Phosphorylation as a candidate regulatory mechanism for effector recruitment to tankyrase
Description
Unprocessed, original data for Broadway et al., 2025 Phosphorylation as a candidate regulatory mechanism for effector recruitment to tankyrase Benjamin J Broadway1,2 Katie Pollock1,2,4, Nora Cronin1,3, Robert Rottapel5,6,7, Frank Sicheri8,9, Sebastian Guettler1,2✉ 1Division of Structural Biology, The Institute of Cancer Research (ICR), London, UK. 2Division of Cancer Biology, The Institute of Cancer Research (ICR), London, UK. 3Present affiliation: The Francis Crick Institute, London, UK. 4Present affiliation: Cancer Research Horizons, CRUK Scotland Institute, Glasgow, UK. 5Princess Margaret Cancer Centre, University Health Network, University of Toronto, Toronto, Ontario, Canada. 6Departments of Medicine, Medical Biophysics and Immunology, University of Toronto, Toronto, Ontario, Canada. 7Division of Rheumatology, St.
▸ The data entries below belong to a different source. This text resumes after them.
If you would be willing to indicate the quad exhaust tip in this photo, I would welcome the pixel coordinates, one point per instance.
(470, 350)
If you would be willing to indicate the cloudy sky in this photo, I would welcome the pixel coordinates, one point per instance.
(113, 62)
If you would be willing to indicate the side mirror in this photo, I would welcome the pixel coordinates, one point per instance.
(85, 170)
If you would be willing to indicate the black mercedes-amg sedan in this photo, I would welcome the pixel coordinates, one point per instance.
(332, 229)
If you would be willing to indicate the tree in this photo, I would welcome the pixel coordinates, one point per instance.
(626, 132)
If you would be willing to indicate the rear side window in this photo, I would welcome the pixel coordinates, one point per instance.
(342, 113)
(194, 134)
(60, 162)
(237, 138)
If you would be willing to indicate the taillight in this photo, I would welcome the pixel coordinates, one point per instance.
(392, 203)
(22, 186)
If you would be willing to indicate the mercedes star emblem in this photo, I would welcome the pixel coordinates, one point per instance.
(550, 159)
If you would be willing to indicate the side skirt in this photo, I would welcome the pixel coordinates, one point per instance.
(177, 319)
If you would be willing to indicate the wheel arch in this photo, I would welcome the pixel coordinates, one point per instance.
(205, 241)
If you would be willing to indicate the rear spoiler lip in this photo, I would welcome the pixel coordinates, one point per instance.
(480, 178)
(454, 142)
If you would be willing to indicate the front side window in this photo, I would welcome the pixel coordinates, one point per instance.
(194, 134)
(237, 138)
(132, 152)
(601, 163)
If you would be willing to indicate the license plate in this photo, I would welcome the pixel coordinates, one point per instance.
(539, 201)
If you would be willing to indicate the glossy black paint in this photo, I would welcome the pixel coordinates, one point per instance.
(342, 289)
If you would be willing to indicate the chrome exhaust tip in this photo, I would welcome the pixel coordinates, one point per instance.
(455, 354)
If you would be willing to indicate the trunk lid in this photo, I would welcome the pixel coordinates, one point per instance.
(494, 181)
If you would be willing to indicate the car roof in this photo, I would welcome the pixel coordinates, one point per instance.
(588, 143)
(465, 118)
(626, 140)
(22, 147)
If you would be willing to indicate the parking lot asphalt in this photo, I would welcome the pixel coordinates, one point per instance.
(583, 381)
Michael's Hospital, Toronto, Ontario, Canada. 8The Lunenfeld-Tanenbaum Research Institute, Mount Sinai Hospital, Toronto, Ontario, Canada. 9Departments of Molecular Genetics and Biochemistry, University of Toronto, Ontario, Canada. Summary: The TNKS and TNKS2 enzymes, collectively termed tankyrase, contribute to various cell functions, such as cell signalling, regulating glucose levels and maintaining chromosome ends. Tankyrase recruits its binding partners via a short peptide sequence called the tankyrase-binding motif (TBM), which binds to repeating portions of tankyrase known as ankyrin repeat clusters (ARCs). However, it is not yet clear if this binding event can be regulated. Our study suggests that adding a phosphate group to the eighth amino acid in the TBM, a reaction accomplished by protein kinases, can enhance the binding between tankyrase’s ARC domains and a subset of binding partners. By interrogating the human proteome, we find evidence that many binding partners can be phosphorylated at position eight in their TBMs. Overall, this suggests that phosphorylation of TBMs could be a way to specifically recruit binding partners to tankyrase, or stabilise their interaction with tankyrase, providing a novel means to control tankyrase function.